LinkedIn Explains Data Scraping Amid Reports of More Data Hacks and Breaches

Over the past few months, there have been various reports of significant LinkedIn data hacks, with huge databases of user info being sold on the dark web, available to the highest bidder.

Back in April, Cyber News reported that personal data scraped from 500 million LinkedIn users was being made available for sale on various hacking forums, while just last month, another set, reportedly incorporating info from 700 million LinkedIn profiles, also became available online.

In each case, LinkedIn has denied that these indicate a breach of its security, instead pointing to 'data scraping' as the culprit, the (mostly legal) process of gathering publicly available info from platforms, at scale, in order to build larger data sets by incorporating that material with other sources.

As LinkedIn explained in response to the most recent reported leak:

"Our teams have investigated a set of alleged LinkedIn data that has been posted for sale. We want to be clear that this is not a data breach and no private LinkedIn member data was exposed. Our initial investigation has found that this data was scraped from LinkedIn, and other various websites, and includes the same data reported earlier this year in our April 2021 scraping update."

Yet, despite these explanations, a level of user angst remains. Which is why today, as part of its effort to provide more context on what's actually occurred, and what it's doing about it, LinkedIn has posted an overview of how data scraping works, and what users can do to better protect their LinkedIn profiles in future.

As per LinkedIn:

"Scraping has been around since the start of the internet, but it’s grown dramatically in scale and sophistication. Today, the scraping we hear most about is unauthorized scraping, which uses code and automated collection methods to make (up to) thousands of queries per second and evade technical blocks, in order to take data without permission. Scraped data can be gathered from multiple sites, combined, and sold in large batches, to be used for phishing and other campaigns designed to trick you into sharing private information."

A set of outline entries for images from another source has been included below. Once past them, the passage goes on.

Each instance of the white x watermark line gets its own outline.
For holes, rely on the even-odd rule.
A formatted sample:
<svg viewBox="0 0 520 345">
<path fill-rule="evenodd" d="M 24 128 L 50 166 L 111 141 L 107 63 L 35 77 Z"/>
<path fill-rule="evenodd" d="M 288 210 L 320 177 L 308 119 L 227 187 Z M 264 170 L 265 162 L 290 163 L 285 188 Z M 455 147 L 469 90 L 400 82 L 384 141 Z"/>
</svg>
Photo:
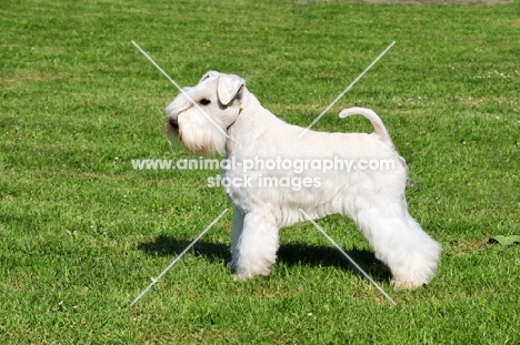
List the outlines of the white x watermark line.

LinkedIn has been working to stop third parties from scraping its user data for years, even heading to the Supreme Court to stop one specific business from gathering public info from LinkedIn profiles for its own purposes. But that case, this far, has not gone in LinkedIn's favor - so even if it wanted to block data scraping entirely, legally, it can't, which, in some ways, limits its capacity for response.

A key consideration within this is how much data LinkedIn makes publicly available. LinkedIn could further limit the ways in which user info can be accessed, which would also limit scraping, but that would additionally reduce discovery in the app, in search engines, and via other means, which would restrict the broader utility of the platform.

For example, LinkedIn currently displays your name and job title for all searchers, unless you've made your profile private. That data is then accessible by search engines, which can help to boost discovery - so LinkedIn could further limit that, but if you ever want to be found for relevant searches, on and off platform, which is a key value proposition of the app, it needs to keep a level of that info accessible by users and search tools.

As such, in some ways, it's stuck in between, as it works to manage how much profile data it makes publicly available, and how much it hides behind privacy settings. But within that, users do also have a choice as to how much of their personal info they make publicly accessible.

"Spend some time looking at what info you’ve added, from contact details to work history, and get familiar with your settings. In addition, take a look at your public profile page, to understand what information might be public and ensure it’s exactly what you want to be viewable to search engines and other off-LinkedIn services. You can choose to limit or adjust choices if you’d like."

LinkedIn does note that unauthorized data scraping is in breach of its terms of service, and that it has processes in place to detect, and protect, against such.

But even then, unauthorized scraping does not constitute a breach or a 'hack'.

"Scraping does not mean an attacker has been able to get inside secure systems, subvert firewalls or access protected network information. Unauthorized scraping can mean that bad actors can collect a lot of data and use it in ways that you didn’t expect."

LinkedIn uses bot detection tools and rate limits to restrict such activity, but the key point LinkedIn is seeking to highlight is that these reported breaches are not the result of hacking or data breaches, as such. Users can further limit their data to avoid concerns, but scraping, in some forms, will likely always exist.

LinkedIn is still pursuing a legal case against hiQ Labs over its use of LinkedIn member data, which could end up being a precedent-setting ruling that would give more power to platforms over data scraping. But the fact is that some data will always be publicly accessible, and when it is, third parties will look to use those sources to build databases that they can on-sell to marketing firms.

It's an important technical distinction to note, and a good example of the evolving digital landscape, and how laws are still catching up in many respects.

But to be clear, these datasets are not a result of data hacking at LinkedIn, and you can limit your exposure via your own profile settings.